Hailed as the ‘greatest raid of all’, the combined naval and commando assault on the German-occupied port of St Nazaire 75 years ago was an epic of audacity culminating in a unique honour made to a soldier engaged in a fight at sea. Steve Snelling charts an extraordinary story of desperate defiance against the odds

Heroic Charioteer: Sergeant Thomas Frank Durrant VC (1918-1942). A pre-war regular who had enlisted in the Royal Engineers in 1937, he served with No.2 Independent Company in Norway in 1940 and was among the earliest volunteer recruits to join the newly-formed No.1 Commando, becoming a sergeant in the demolition section.
Charge into St Nazaire: a contemporary impression of the naval element of Operation Chariot, with HMS Campbeltown on a collision course with the Normandie dock and motor launches.

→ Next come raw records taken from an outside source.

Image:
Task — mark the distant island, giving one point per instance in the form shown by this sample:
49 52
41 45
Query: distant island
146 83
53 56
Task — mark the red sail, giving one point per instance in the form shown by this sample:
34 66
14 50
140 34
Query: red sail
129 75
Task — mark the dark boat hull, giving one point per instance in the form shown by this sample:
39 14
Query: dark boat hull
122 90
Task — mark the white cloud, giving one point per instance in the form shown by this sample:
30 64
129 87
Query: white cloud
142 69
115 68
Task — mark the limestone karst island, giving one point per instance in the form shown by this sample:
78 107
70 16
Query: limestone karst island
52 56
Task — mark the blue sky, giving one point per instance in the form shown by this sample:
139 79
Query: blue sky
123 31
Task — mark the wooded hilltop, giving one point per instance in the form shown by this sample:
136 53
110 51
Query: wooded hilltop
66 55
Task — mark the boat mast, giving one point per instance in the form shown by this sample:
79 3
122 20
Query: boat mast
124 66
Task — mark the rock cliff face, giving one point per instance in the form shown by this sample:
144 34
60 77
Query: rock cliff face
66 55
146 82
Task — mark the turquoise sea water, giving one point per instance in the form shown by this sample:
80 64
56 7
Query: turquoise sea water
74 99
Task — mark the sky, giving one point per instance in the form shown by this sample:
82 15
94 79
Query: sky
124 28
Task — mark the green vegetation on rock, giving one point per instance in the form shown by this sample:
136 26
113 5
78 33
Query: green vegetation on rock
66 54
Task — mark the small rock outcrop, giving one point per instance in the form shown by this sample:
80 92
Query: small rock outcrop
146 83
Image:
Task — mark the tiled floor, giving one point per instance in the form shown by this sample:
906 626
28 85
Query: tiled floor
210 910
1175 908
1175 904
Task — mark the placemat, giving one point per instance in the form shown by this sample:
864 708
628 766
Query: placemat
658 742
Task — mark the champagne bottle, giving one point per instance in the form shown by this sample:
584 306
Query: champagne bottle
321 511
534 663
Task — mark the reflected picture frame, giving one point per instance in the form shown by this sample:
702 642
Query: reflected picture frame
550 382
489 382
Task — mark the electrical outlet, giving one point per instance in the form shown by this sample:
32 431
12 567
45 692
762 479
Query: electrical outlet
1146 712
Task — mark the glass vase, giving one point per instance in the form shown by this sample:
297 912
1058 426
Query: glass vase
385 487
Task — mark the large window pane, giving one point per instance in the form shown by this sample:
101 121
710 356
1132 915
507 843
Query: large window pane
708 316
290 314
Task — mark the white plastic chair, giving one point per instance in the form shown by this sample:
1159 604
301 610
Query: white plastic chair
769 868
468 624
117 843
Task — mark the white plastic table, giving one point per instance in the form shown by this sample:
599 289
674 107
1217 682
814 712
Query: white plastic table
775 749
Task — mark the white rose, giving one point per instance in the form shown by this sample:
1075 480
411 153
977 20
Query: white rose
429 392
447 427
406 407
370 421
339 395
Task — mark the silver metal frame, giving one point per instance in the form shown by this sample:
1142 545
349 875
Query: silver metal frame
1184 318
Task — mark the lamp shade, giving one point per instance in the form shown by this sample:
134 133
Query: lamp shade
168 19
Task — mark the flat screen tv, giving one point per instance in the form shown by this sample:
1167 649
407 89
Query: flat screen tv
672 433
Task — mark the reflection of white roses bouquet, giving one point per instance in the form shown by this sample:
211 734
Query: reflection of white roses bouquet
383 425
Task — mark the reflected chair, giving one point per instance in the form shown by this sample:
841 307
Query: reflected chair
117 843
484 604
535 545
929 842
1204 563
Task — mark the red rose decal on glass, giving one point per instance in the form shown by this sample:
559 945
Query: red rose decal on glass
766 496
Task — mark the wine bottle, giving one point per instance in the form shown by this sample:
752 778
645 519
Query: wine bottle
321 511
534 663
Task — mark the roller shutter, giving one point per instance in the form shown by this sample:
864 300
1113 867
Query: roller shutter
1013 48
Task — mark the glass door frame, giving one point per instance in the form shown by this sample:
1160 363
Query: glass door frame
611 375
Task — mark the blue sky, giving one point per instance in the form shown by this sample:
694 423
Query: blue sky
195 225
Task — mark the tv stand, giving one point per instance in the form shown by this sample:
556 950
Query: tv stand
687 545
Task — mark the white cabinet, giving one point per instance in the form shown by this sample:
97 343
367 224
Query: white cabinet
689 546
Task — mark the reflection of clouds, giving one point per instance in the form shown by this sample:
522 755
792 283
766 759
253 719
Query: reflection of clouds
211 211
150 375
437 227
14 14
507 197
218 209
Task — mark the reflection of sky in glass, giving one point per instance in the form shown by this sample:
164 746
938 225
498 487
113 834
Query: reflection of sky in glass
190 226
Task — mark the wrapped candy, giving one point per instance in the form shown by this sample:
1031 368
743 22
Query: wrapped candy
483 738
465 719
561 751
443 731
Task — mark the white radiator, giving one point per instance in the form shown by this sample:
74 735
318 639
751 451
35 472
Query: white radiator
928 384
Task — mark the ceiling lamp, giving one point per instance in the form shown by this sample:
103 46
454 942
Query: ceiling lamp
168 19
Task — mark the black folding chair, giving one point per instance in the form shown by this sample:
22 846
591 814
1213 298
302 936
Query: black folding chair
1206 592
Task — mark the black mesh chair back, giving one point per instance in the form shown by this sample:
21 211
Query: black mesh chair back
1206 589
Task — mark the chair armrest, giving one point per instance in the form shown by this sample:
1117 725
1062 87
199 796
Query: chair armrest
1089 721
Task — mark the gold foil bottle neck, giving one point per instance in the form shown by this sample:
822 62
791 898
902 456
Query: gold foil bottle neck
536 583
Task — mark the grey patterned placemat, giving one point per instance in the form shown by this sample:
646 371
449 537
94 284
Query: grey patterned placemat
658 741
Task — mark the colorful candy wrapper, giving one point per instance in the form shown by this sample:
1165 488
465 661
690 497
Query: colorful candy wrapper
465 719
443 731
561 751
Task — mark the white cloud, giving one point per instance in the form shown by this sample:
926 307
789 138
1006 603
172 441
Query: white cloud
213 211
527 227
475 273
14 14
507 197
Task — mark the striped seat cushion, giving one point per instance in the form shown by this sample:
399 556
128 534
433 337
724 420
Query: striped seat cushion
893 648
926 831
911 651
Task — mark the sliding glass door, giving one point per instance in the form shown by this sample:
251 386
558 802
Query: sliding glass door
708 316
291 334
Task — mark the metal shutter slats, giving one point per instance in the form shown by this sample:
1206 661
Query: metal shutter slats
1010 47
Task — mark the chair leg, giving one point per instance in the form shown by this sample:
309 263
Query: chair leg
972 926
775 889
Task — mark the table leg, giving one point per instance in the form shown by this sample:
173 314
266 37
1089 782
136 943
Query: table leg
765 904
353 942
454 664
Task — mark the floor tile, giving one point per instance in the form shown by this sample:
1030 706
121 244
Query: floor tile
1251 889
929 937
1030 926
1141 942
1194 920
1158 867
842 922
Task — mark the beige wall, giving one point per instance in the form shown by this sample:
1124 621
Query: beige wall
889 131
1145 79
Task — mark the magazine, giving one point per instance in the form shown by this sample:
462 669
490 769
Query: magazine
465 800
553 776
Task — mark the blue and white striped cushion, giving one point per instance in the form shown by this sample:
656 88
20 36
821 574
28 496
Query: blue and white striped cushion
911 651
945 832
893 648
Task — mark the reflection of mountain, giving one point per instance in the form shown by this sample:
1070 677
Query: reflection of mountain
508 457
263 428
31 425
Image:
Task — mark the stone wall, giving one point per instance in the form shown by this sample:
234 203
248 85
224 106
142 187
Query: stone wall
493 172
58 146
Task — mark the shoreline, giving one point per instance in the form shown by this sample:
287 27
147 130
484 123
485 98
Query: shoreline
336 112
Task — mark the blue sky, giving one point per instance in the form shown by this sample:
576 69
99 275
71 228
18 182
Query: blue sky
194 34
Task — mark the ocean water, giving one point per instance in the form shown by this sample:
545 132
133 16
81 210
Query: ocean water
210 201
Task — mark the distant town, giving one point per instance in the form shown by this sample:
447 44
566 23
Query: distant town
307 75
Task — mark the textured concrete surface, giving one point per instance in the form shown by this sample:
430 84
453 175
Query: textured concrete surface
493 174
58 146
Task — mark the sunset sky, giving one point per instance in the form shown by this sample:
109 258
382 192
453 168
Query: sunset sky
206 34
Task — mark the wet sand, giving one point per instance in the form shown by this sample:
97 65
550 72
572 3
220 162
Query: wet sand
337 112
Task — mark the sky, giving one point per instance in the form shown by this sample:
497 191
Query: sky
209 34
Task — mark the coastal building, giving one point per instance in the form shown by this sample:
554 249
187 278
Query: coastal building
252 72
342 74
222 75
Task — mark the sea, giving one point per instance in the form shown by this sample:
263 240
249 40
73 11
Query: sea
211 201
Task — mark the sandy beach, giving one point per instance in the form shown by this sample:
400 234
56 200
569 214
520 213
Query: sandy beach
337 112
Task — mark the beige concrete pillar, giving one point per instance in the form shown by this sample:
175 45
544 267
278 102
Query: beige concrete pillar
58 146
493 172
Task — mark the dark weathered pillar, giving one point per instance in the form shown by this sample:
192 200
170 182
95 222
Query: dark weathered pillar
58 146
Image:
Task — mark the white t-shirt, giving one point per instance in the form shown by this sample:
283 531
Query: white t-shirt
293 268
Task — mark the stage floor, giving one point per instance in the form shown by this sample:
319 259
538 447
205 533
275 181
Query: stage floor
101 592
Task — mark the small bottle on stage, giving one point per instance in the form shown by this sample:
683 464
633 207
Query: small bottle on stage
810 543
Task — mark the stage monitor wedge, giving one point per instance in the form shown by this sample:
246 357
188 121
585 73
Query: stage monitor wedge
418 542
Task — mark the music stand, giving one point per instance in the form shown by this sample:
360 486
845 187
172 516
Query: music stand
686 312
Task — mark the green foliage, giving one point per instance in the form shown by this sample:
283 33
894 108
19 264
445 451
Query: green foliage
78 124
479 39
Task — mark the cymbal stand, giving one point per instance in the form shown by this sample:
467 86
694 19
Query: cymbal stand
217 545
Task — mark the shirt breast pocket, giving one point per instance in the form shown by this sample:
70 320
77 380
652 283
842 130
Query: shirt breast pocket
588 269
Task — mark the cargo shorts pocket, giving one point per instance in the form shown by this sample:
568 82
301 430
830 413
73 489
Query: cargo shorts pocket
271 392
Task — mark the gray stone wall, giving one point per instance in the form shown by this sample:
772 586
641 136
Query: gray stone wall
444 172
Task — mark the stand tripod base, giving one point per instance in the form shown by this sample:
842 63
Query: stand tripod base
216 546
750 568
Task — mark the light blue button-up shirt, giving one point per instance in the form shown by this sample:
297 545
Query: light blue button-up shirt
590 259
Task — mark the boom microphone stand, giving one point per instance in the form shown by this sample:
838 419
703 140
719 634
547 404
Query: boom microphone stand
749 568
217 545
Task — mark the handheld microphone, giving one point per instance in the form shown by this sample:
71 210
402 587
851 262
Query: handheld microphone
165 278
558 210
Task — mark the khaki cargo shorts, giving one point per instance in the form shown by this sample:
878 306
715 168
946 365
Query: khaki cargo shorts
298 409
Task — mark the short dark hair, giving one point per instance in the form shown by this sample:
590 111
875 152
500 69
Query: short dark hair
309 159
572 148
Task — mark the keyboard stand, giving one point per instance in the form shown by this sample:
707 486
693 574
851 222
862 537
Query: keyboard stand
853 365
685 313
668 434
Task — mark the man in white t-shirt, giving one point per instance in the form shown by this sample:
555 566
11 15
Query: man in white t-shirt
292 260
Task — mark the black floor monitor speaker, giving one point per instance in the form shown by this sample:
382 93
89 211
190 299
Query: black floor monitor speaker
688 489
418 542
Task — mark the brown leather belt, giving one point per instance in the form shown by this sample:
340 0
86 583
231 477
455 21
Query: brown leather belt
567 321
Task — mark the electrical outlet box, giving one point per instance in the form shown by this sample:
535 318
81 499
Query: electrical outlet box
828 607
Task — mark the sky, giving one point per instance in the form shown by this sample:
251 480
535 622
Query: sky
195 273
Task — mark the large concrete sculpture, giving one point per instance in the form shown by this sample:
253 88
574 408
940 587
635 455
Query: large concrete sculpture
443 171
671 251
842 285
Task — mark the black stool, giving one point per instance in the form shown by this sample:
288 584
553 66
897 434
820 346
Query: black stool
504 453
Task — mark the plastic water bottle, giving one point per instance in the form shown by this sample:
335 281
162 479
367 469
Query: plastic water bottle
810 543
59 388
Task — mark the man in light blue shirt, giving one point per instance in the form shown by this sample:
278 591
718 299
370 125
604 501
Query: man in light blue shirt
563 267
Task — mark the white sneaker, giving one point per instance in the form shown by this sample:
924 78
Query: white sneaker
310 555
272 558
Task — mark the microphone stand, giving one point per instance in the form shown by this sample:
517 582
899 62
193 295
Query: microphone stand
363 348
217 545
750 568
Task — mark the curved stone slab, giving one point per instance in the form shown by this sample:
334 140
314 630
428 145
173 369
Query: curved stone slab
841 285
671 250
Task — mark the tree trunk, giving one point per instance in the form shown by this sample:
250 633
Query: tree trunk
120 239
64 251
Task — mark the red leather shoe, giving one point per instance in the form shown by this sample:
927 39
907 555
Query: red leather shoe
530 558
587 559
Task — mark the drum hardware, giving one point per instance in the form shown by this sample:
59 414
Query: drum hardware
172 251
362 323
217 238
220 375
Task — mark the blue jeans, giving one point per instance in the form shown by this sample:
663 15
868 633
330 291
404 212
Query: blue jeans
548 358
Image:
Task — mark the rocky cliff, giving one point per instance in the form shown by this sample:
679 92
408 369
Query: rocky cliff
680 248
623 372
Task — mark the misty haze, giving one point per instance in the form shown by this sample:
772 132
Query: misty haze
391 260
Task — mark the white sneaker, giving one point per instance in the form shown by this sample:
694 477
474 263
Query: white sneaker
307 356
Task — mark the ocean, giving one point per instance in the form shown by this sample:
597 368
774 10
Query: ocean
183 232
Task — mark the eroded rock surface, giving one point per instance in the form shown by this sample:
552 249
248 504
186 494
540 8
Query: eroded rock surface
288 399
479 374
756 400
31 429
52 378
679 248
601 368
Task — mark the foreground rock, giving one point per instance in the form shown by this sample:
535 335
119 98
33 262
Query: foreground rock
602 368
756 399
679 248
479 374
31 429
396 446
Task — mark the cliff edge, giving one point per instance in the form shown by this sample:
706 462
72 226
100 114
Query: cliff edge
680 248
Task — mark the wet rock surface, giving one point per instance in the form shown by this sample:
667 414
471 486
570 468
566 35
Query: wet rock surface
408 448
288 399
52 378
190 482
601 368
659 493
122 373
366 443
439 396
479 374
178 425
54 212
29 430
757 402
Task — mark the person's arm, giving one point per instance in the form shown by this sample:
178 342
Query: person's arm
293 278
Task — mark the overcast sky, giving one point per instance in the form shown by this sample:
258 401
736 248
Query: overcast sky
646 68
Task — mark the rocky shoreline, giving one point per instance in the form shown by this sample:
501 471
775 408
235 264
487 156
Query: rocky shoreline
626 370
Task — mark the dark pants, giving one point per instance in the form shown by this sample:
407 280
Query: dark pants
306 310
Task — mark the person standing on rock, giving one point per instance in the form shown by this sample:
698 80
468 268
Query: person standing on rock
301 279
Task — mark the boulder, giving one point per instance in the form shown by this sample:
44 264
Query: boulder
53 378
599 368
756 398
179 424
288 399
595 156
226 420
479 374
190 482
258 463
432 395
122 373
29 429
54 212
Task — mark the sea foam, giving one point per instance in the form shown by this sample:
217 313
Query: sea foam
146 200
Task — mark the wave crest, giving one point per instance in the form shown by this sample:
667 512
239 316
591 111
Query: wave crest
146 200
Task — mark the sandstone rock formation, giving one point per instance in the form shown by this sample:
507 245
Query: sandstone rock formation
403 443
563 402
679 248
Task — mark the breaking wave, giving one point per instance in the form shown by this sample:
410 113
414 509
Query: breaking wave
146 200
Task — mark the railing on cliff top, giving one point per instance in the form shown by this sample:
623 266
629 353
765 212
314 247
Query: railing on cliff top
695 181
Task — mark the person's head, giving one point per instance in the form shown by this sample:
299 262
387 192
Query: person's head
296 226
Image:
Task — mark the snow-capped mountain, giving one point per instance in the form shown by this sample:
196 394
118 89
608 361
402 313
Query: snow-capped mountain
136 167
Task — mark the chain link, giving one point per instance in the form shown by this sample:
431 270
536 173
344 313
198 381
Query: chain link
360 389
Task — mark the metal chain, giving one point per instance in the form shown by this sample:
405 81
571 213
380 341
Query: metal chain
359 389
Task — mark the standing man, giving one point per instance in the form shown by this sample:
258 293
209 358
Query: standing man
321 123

The great Normandie dock was wreathed in flames and scorching heat from the acrid, smoke-shrouded inner port felt like an open furnace. To 19-year-old Ordinary Seaman Ralph Batteson, strapped inside a splinter-matted gun ‘bandstand’ perched on the stern of Motor Launch 306, it appeared they had entered “the mouth of hell” as he later wrote “Large fieldpieces, anti-aircraft batteries and machine-guns poured fire on us from either flank, the deafening roar of the explosions threatening to burst our eardrums”.